The Federation has been in existence since around 1970, but the negotiations arising from the implementation of the 1994 Health Strategy galvanised the membership into a much more cohesive group. We have developed good working relationships with the Department of Health and Children and with the health boards (although we would wish for speedier implementation of the recommendations of Enhancing the Partnership, particularly in relation to the Consultative and Development Committees). We have engaged in discussions wit NAMHI and the National Parents and Siblings Alliance, with whom we have launched media campaigns to highlight the need for additional revenue and capital to put services in place for those who are without them—much remains to be done. A new Health Strategy is due to be launched this summer. We expect that the document will reinforce the commitment to the voluntary sector and acknowledge its achievements and plans for better services and the elimination of waiting lists.

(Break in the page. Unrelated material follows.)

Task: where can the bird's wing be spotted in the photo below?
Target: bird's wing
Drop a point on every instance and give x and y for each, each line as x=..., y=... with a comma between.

The nature of our work makes partnership imperative to its success. Our first partnership is with those in our care. Unlike the hospital sector, the relationship of a service provider in the intellectual disability sector with a person who is referred to it is likely to be a lifetime relationship. If a child is referred to an agency at perhaps five years of age, that individual may well be availing of services from the agency for up to sixty years, or even longer. The relationship with that person and his family is key. Naturally, our relationship with the funding agency is also key. There has been a considerable improvement in the understanding of the health boards of the type of services provided by voluntary services; this was not always the case.

One of the challenges facing National Federation member is to renew and reinvigorate the voluntary ethos of our organisations. This is the International year of the Volunteer, but it seems obvious that our volunteers are a greying population. The pressures of modern society mean that a great many couples are both working outside the home, and this puts pressures on the time available for volunteering. Religious communities have diminishing numbers and these orders face a new challenge to deliver on this mission within the intellectual disability sector. However, there is a genuine energy and enthusiasm within our sector to try and improve the range and quality of services available to people with intellectual disability.

Our sector has also engaged in pioneering work abroad—a practical example of this is seen in the work of John O’Gorman in Bulgaria, with the enthusiastic assistance of several Irish voluntary service providers and their staff. This is an element of volunteering which is not widely publicised; it has the central guiding point of the dignity of the human being.

Reform and change are central to the mission, ethos and values of the voluntary sector in intellectual disability services in Ireland.